Available Models at a Glance
Cortex currently offers 22 models across the REST API. Here are the ones I find most relevant for Openclaw setups, grouped by what I'd actually use them for:
| Tier | Model | Input/Output ($/1M tokens) | Use Case |
| Premium | claude-opus-4-6 | $5.00/$25.00 | Main agent (max quality) |
| Standard | claude-sonnet-4-5 | $3.00/$15.00 | Main agent (recommended) |
| Budget | claude-haiku-4-5 | $1.00/$5.00 | Quality subagents |
| Budget | llama3.1-70b | $0.25/$0.25 | Code generation subagents |
| Ultra-Budget | snowflake-llama-3.3-70b | $0.12/$0.12 | Snowflake-specific subagents |
| Ultra-Budget | openai-gpt-5-nano | $0.06/$0.44 | Doc summarization subagents |
| Ultra-Budget | llama3.1-8b | $0.03/$0.03 | File search subagents |
| Ultra-Budget | mistral-7b | $0.03/$0.03 | Pattern matching subagents |
There are more models available (deepseek-r1, llama4-maverick, mistral-large2, openai-o4-mini, etc.) but these are the ones I actually use regularly.
Practical Tips
Start ultra-cheap. Use llama3.1-8b for all subagents first. Upgrade individual task types only when you notice quality issues. You'd be surprised how rarely that happens for file search and navigation tasks.
Match model to task, not to habit. It's tempting to use Haiku everywhere because it's "the cheap Claude model." But for most subagent tasks, it's leaving money on the table. A $0.03 model that searches files is just as good as a $1.00 model for that specific job.
Use prompt caching. Cortex supports prompt caching for OpenAI and Anthropic models. For OpenAI models it's implicit (kicks in at 1024+ tokens). For Anthropic models you need to add cache points in the request. Either way, it cuts repeated context costs dramatically.

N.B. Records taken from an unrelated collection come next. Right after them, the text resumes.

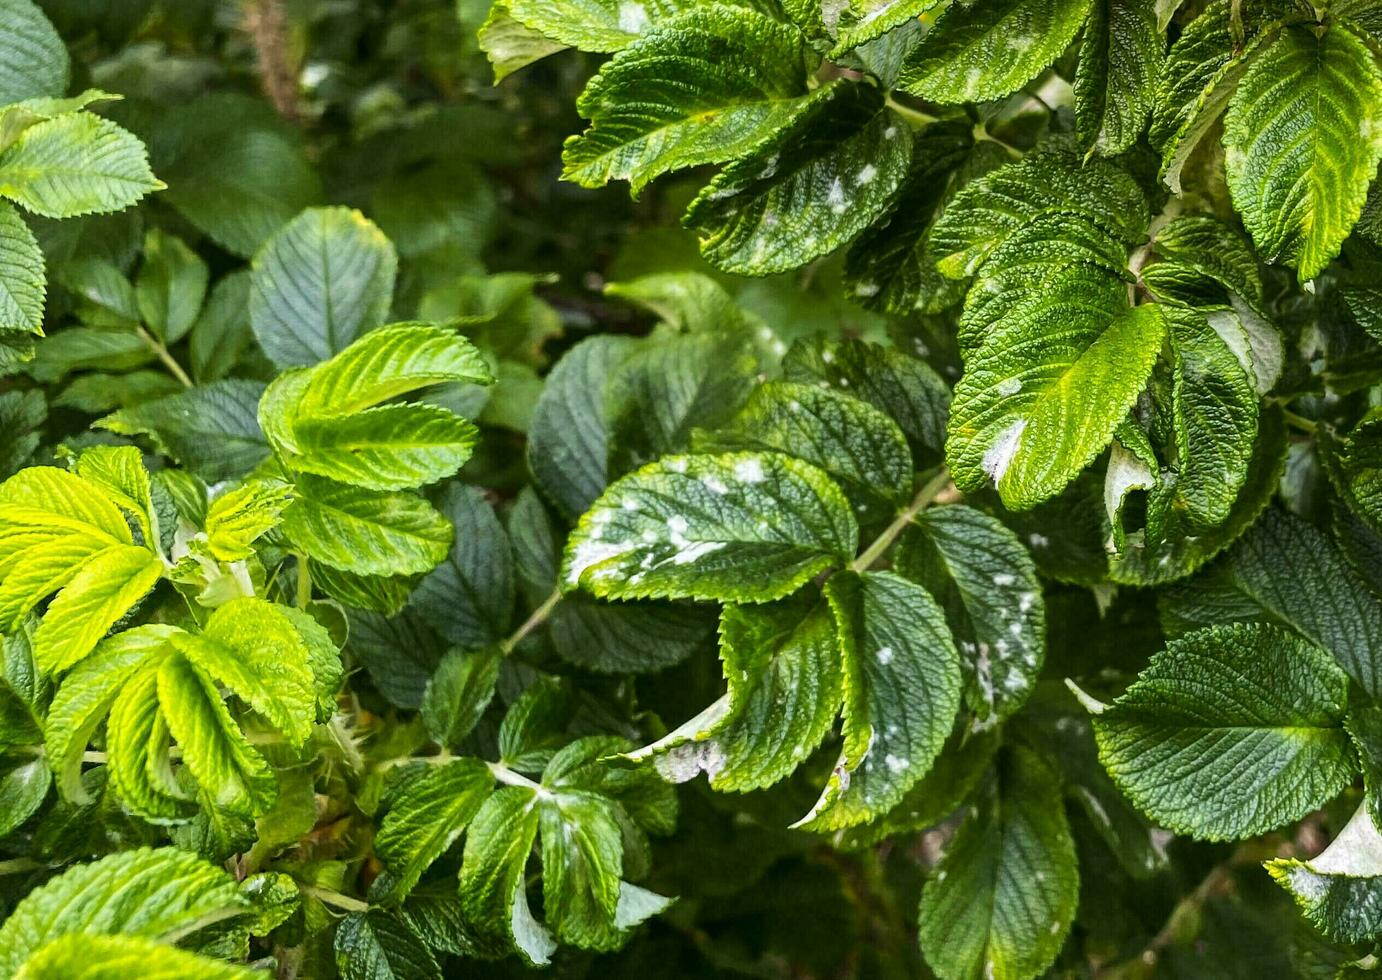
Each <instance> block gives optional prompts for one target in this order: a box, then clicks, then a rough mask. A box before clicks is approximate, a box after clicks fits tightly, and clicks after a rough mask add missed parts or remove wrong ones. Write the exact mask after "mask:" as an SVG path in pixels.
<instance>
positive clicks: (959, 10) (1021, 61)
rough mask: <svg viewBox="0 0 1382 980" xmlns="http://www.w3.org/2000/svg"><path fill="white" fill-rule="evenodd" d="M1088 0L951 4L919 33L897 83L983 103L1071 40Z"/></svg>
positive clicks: (916, 88) (1020, 79)
mask: <svg viewBox="0 0 1382 980" xmlns="http://www.w3.org/2000/svg"><path fill="white" fill-rule="evenodd" d="M1089 7H1090V4H1089V3H1088V0H999V1H998V3H992V4H984V6H983V7H976V6H970V7H965V6H952V7H948V8H947V10H945V12H944V14H941V17H940V19H938V21H936V26H933V28H931V29H930V32H927V33H926V36H923V37H922V43H920V44H918V46H916V48H915V50H914V51H912V54H911V57H909V58H908V59H907V65H905V66H904V68H902V76H901V77H900V79H898V87H900V88H902V90H904V91H908V93H911V94H914V95H920V97H922V98H926V100H930V101H933V102H983V101H987V100H992V98H999V97H1002V95H1006V94H1007V93H1010V91H1014V90H1017V88H1020V87H1021V86H1023V84H1024V83H1027V82H1030V80H1031V79H1034V77H1035V76H1036V75H1038V73H1039V72H1041V70H1042V69H1043V68H1046V66H1048V65H1050V64H1052V62H1053V61H1056V58H1057V57H1059V55H1060V53H1061V51H1064V50H1066V47H1067V46H1068V44H1070V43H1071V41H1072V40H1075V35H1077V33H1078V32H1079V28H1081V25H1082V23H1083V22H1085V18H1086V17H1088V14H1089Z"/></svg>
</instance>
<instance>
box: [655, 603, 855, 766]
mask: <svg viewBox="0 0 1382 980" xmlns="http://www.w3.org/2000/svg"><path fill="white" fill-rule="evenodd" d="M720 657H721V659H723V662H724V679H726V681H727V683H728V692H727V694H726V695H724V697H723V698H720V699H719V701H716V702H714V704H713V705H710V708H708V709H706V710H705V712H702V713H701V715H698V716H695V717H692V719H691V720H690V722H687V723H685V724H684V726H681V727H680V728H677V730H676V731H673V733H672V734H669V735H668V737H666V738H662V739H659V741H656V742H654V744H652V745H650V746H647V748H644V749H640V751H637V752H633V753H632V755H630V759H634V760H644V759H651V760H652V762H654V763H655V766H656V769H658V771H659V773H661V774H662V775H663V778H666V780H670V781H672V782H684V781H687V780H691V778H694V777H695V775H697V774H699V773H701V771H705V773H706V774H708V775H709V777H710V785H712V786H713V788H714V789H720V791H726V792H748V791H750V789H761V788H764V786H770V785H773V784H775V782H778V781H781V780H784V778H785V777H786V775H789V774H791V773H792V771H795V770H796V769H797V766H800V764H802V762H803V760H804V759H806V756H807V755H808V753H810V752H813V751H814V749H815V748H817V746H818V745H820V744H821V741H822V739H824V738H825V735H826V734H829V731H831V727H832V726H833V724H835V717H836V715H839V712H840V702H842V698H843V690H844V688H843V675H842V670H840V655H839V641H837V640H836V633H835V621H833V618H832V615H831V611H829V608H828V607H826V605H825V603H821V601H815V600H813V599H810V597H807V596H797V597H793V599H788V600H782V601H778V603H771V604H766V605H727V607H724V611H723V612H721V615H720Z"/></svg>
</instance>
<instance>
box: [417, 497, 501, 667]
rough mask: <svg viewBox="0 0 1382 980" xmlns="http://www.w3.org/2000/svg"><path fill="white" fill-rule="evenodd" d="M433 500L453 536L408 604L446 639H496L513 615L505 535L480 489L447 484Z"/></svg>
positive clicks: (488, 639)
mask: <svg viewBox="0 0 1382 980" xmlns="http://www.w3.org/2000/svg"><path fill="white" fill-rule="evenodd" d="M437 506H438V510H441V513H442V516H444V517H446V520H448V521H451V524H452V527H453V528H456V539H455V542H453V543H452V546H451V553H449V554H448V557H446V560H445V561H442V563H441V564H439V565H437V568H434V569H433V571H431V572H428V574H427V575H426V576H424V578H423V581H422V582H419V583H417V587H416V589H415V590H413V593H412V597H410V599H409V604H410V605H412V607H413V608H415V610H416V611H417V612H419V614H422V615H423V616H426V619H427V621H428V622H430V623H431V625H433V626H435V628H437V630H438V632H439V633H441V634H442V636H445V637H446V639H448V640H451V641H452V643H456V644H460V646H464V647H482V646H485V644H491V643H498V641H499V640H502V639H503V637H504V636H506V634H507V632H509V626H510V623H511V621H513V605H514V569H513V553H511V550H510V547H509V538H507V535H504V529H503V527H502V525H500V524H499V518H498V517H495V510H493V507H491V506H489V503H488V502H486V500H485V495H484V493H482V492H481V491H478V489H477V488H474V487H462V485H459V484H452V485H451V487H448V488H446V489H445V492H444V493H442V495H441V499H439V500H438V502H437Z"/></svg>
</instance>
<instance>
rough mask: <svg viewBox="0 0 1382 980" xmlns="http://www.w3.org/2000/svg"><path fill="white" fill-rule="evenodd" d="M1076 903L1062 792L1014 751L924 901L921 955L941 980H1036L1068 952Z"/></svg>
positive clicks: (1027, 752) (947, 849)
mask: <svg viewBox="0 0 1382 980" xmlns="http://www.w3.org/2000/svg"><path fill="white" fill-rule="evenodd" d="M1078 898H1079V871H1078V868H1077V865H1075V842H1074V840H1072V839H1071V836H1070V827H1068V825H1067V822H1066V807H1064V803H1063V800H1061V795H1060V784H1059V782H1057V780H1056V775H1054V774H1053V773H1052V771H1050V769H1049V767H1048V766H1046V763H1045V762H1043V760H1042V759H1041V757H1039V756H1036V755H1035V753H1032V752H1031V751H1030V749H1021V748H1014V749H1009V751H1007V752H1006V753H1005V755H1003V756H1002V757H1001V759H999V763H998V771H996V775H995V778H992V781H991V782H990V785H988V788H987V791H985V793H984V796H983V798H981V799H980V804H978V807H977V811H976V813H974V816H972V817H970V818H969V820H967V821H966V822H965V824H963V825H960V828H959V831H958V832H956V835H955V838H954V839H952V840H951V843H949V847H948V849H947V851H945V857H944V858H941V863H940V865H937V869H936V872H934V875H933V876H931V879H930V880H929V882H927V883H926V890H925V892H922V907H920V912H919V930H920V944H922V952H923V954H925V955H926V962H927V963H929V965H930V968H931V969H933V970H936V974H937V976H940V977H943V980H1031V977H1036V976H1041V974H1042V973H1045V972H1046V969H1048V968H1049V966H1050V965H1052V962H1053V961H1054V959H1056V954H1057V952H1060V947H1061V945H1064V943H1066V937H1067V936H1068V934H1070V927H1071V923H1072V921H1074V918H1075V908H1077V905H1078Z"/></svg>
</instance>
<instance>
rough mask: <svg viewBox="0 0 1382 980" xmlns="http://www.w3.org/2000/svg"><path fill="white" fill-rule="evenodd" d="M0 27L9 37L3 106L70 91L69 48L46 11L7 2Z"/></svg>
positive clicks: (26, 6)
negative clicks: (3, 28)
mask: <svg viewBox="0 0 1382 980" xmlns="http://www.w3.org/2000/svg"><path fill="white" fill-rule="evenodd" d="M0 25H3V28H4V33H6V40H4V46H6V53H4V61H0V105H8V104H10V102H19V101H22V100H26V98H39V97H43V95H50V97H57V95H61V94H62V93H64V91H66V88H68V68H69V64H68V48H66V46H65V44H64V43H62V39H61V37H59V36H58V32H57V30H54V29H53V23H50V22H48V18H47V17H44V15H43V10H41V8H40V7H39V6H37V4H35V3H32V1H30V0H3V3H0Z"/></svg>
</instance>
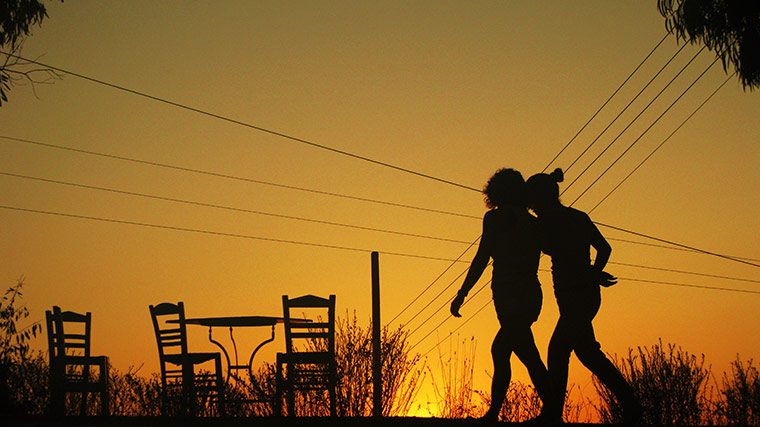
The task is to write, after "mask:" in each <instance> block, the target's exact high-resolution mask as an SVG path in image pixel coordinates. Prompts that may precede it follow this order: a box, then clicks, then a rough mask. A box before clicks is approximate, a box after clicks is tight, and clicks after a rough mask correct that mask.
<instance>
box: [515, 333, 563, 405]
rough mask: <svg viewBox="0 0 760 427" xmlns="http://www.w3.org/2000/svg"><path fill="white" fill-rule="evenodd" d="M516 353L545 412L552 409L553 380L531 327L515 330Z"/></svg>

Run subagents in parallel. With maxConcurrent: 8 and $0.03 subagents, you can do a lot of exploration in parallel for almost nothing. Much better than sequentially running one expensive agent.
Wrapping Up
The main takeaway: most of the tokens your AI coding agent burns through are on simple tasks. File search, grep, doc reading - these don't need expensive models. By routing them to $0.03 models via Snowflake Cortex, you keep the quality where it matters (the main agent) while cutting overall costs by 90%+.
And because everything runs through Cortex, you get unified billing, enterprise security, and the ability to monitor actual usage through Snowflake's account usage views. No separate API keys to manage, no surprise bills from different providers.